Por tudo isto, o bastonário defende que ainda “há muita margem de progressão no sentido de se melhorar a forma como o país está organizado para responder a situações como a do apagão. Imagine que era um terramoto, como é que o país iria responder na área do medicamento?”.

Hélder Mota Filipe volta a reforçar que se “as coisas correram bem há uma semana, só se deve à organização de cada uma das estruturas, e por haver um plano onde todas as estruturas de um setor estão incluídas”. Ou seja, “um Plano Nacional de Contingência para a área da Saúde, onde esteja definido o papel de cada uma das estruturas desta área, que no caso do setor farmacêutico, vai da produção à distribuição e venda”.

“Setor da Saúde tem de funcionar articuladamente”

Para o bastonário é “fundamental que o setor da Saúde funcione em rede, de forma articulada, incluindo todo o circuito do medicamento”, destacando que, “ se alguém vier dizer que há um plano, é mentira.

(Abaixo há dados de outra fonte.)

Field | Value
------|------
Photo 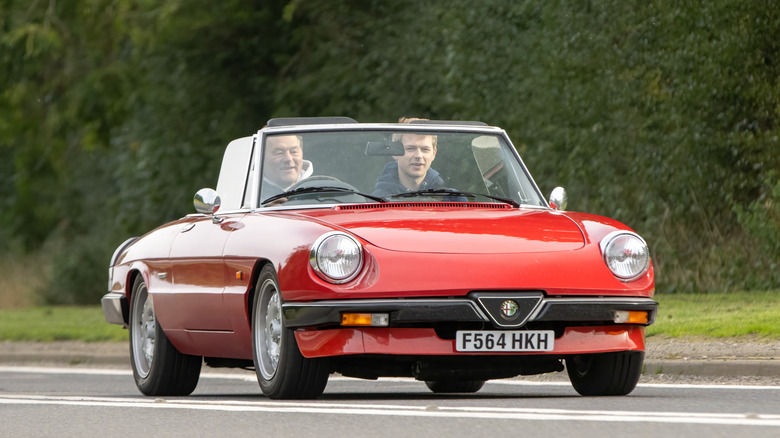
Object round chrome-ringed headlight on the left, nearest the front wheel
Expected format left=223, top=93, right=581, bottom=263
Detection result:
left=309, top=231, right=363, bottom=284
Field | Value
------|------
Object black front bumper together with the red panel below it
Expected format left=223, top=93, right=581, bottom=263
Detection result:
left=282, top=292, right=658, bottom=358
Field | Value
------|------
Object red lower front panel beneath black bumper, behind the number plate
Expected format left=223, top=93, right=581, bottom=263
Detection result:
left=295, top=326, right=645, bottom=358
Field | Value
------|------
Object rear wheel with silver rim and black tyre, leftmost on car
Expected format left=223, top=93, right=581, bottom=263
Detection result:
left=128, top=275, right=203, bottom=396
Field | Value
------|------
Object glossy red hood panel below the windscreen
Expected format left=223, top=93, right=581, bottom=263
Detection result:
left=298, top=208, right=585, bottom=254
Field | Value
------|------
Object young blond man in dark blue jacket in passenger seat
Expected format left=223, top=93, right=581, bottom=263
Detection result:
left=372, top=117, right=444, bottom=198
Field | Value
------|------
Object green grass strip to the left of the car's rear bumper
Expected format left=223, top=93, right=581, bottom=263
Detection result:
left=0, top=306, right=128, bottom=342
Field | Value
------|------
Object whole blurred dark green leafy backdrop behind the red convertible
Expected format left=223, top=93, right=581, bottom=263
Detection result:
left=0, top=0, right=780, bottom=305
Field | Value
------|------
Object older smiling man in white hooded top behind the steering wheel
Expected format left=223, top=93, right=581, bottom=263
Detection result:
left=263, top=135, right=314, bottom=198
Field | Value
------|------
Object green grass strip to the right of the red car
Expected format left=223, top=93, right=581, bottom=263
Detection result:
left=647, top=291, right=780, bottom=340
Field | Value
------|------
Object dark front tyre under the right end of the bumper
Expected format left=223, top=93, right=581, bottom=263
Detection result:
left=566, top=351, right=645, bottom=396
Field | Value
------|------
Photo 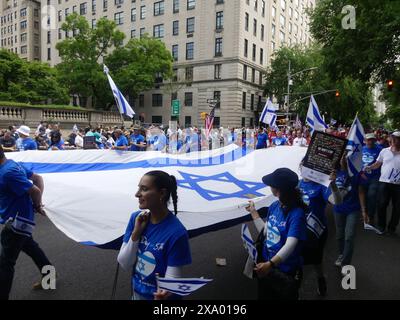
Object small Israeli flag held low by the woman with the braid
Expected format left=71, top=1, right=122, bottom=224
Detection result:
left=157, top=278, right=212, bottom=296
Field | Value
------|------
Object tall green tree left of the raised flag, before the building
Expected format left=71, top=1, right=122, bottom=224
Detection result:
left=56, top=13, right=125, bottom=107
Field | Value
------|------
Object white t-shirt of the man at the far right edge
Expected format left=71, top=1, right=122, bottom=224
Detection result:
left=376, top=147, right=400, bottom=185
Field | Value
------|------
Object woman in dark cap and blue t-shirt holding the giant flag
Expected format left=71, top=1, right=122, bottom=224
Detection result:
left=246, top=168, right=306, bottom=300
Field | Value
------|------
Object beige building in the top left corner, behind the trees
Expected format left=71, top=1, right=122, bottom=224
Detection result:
left=0, top=0, right=41, bottom=61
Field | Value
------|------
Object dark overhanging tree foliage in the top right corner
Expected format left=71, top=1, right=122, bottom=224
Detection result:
left=310, top=0, right=400, bottom=82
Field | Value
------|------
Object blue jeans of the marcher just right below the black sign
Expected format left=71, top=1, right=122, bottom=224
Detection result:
left=334, top=211, right=360, bottom=266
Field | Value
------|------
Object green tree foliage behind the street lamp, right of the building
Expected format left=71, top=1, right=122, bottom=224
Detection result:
left=264, top=46, right=374, bottom=123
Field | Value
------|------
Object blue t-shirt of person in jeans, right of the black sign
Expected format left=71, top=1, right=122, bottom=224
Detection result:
left=333, top=170, right=360, bottom=214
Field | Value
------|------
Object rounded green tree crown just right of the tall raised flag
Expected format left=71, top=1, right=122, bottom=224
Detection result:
left=104, top=36, right=173, bottom=98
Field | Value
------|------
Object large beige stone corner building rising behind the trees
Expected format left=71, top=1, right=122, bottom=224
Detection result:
left=0, top=0, right=315, bottom=127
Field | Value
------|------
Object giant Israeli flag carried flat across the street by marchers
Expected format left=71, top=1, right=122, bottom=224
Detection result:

Na prática, este não existe. Se existe, ninguém tem conhecimento. Nesta situação específica, cada setor organizou-se da melhor maneira possível, um bocadinho à portuguesa, no sentido de: ‘Vamos fazer o que sabemos’.”

Além da necessidade de o setor farmacêutico integrar um Plano de Contingência Nacional para a Saúde, Hélder Mota Filipe alerta ainda para a necessidade urgente da criação de uma Reserva Estratégica de Medicamentos, assumindo que “é uma luta [sua] de há muitos anos”. Até porque, sublinha, “um país civilizado tem de ter uma reserva estratégica para situações de emergência, porque se os medicamentos não chegarem às farmácias haverá disrrupção no fornecimento”. Portanto, “é importante que se leve a sério o que se passou”.

Questionado sobre a razão por que ainda não terá sido criada esta reserva estratégica e se ainda nenhum Ministério da Saúde se interessou pelo assunto, o bastonário deixa claro que “todos os ministérios se interessam, mas ninguém faz nada. Se falarmos da existência de uma Reserva Estratégica Nacional de Medicamentos a qualquer ministro, todos eles vão dizer que é fundamental. Se for preciso até dizem que há vacinas guardadas, mas isso não é uma reserva estratégica”.

Senão, numa situação de emergência como se tratam doentes crónicos? Como se tratam doentes oncológicos ou como se respondem às necessidades da população? A inexistência de “uma reserva estratégica é um problema nacional”.

Hélder Mota Filipe critica mesmo, e porque estamos em campanha nacional, que este tema não seja discutido. “Olhei para os programas dos partidos todos e nenhum deles tem este tema incluído e deveríamos levar muito a sério o aviso que o apagão nos deixou”, conclui.